This is a simplified data example.
df <- data.frame(
SU = c(1, 1, NA, NA, NA, NA),
TIME = c(10, 20, 30, 40, 50, 60),
AMT = c(5, 5, NA, NA, 5, 5)
)
I want to generate a new column TFDS, if is.na(SU) == TRUE, using TIME subtract previous AMT not NA row's TIME.
This is what I want.
SU | TIME | AMT | TFDS |
---|---|---|---|
1 | 10 | 5 | NA |
1 | 20 | 5 | NA |
NA | 30 | NA | 10 |
NA | 40 | NA | 20 |
NA | 50 | 5 | 30 |
NA | 60 | 5 | 10 |
I tried dplyr::lag()
, but the output was not what I want.
library(dplyr)
df <- df |>
mutate(
TFDS = if_else(
is.na(SU) == TRUE, TIME - lag(TIME)[!is.na(AMT)], NA
))
I believe dplyr::lag()
should be used there, but how to set [!is.na(AMT)]
?
You can create a temporary column and use tidyr::fill()

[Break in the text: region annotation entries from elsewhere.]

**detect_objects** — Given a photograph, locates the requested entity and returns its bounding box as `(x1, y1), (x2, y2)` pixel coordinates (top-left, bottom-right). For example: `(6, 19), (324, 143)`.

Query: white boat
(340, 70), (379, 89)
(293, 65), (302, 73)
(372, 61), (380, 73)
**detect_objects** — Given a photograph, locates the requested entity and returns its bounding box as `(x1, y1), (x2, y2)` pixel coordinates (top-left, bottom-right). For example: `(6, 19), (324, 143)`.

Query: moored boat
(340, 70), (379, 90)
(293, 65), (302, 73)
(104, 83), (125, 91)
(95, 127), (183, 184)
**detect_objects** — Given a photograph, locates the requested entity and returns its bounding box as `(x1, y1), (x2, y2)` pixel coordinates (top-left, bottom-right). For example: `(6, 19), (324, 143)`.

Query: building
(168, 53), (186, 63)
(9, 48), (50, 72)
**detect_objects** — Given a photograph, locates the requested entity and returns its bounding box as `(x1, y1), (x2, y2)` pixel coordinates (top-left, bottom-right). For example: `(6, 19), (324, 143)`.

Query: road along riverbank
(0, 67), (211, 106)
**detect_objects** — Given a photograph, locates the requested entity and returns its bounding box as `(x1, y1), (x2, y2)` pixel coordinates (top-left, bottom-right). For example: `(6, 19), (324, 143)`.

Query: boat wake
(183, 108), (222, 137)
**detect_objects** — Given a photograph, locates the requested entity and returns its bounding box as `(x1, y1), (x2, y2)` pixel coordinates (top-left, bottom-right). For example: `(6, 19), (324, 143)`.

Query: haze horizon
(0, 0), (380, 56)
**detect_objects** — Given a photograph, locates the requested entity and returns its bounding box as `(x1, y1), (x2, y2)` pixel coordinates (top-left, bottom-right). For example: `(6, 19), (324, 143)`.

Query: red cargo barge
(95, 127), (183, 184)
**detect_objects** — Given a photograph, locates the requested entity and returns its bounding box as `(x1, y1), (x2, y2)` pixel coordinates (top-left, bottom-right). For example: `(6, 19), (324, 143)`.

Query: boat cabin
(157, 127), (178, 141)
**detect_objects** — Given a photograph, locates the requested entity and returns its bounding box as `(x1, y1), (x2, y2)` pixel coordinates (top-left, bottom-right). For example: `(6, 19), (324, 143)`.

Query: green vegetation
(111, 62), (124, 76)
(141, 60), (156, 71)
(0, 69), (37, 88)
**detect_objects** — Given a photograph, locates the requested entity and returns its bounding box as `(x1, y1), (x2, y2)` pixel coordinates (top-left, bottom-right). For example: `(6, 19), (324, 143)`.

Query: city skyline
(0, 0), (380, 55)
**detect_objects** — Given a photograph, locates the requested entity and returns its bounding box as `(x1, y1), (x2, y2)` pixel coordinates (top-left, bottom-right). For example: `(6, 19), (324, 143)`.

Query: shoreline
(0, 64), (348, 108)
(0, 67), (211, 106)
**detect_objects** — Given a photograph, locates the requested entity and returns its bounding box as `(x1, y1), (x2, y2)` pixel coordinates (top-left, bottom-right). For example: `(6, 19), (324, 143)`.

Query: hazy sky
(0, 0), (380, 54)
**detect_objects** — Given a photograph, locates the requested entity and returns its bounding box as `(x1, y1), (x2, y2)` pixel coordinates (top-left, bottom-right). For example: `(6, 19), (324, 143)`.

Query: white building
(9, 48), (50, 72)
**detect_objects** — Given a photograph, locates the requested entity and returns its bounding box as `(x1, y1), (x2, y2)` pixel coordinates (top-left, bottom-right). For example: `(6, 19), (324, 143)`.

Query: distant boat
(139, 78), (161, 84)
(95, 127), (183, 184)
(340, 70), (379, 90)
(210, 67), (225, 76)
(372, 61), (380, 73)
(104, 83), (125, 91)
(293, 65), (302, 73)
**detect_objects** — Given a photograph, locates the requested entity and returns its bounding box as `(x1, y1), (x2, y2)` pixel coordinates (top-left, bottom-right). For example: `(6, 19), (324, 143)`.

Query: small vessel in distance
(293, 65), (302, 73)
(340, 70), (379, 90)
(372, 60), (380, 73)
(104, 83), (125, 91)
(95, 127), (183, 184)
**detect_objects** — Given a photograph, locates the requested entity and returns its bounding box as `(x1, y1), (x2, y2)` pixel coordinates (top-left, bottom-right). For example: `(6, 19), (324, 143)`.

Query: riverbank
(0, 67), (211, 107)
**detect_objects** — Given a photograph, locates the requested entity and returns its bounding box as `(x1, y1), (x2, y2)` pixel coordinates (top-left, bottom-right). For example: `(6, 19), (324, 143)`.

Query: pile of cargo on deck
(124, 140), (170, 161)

to fill down from the TIME value that corresponds to the last non-NA AMT value, then subtract values using lag()
:
library(dplyr)
library(tidyr)
df |>
mutate(tmp = if_else(!is.na(AMT), TIME, NA)) |>
fill(tmp, .direction = "down") |>
mutate(TFDS = if_else(is.na(SU), TIME - lag(tmp), NA)) |>
select(-tmp)
# SU TIME AMT TFDS
# 1 1 10 5 NA
# 2 1 20 5 NA
# 3 NA 30 NA 10
# 4 NA 40 NA 20
# 5 NA 50 5 30
# 6 NA 60 5 10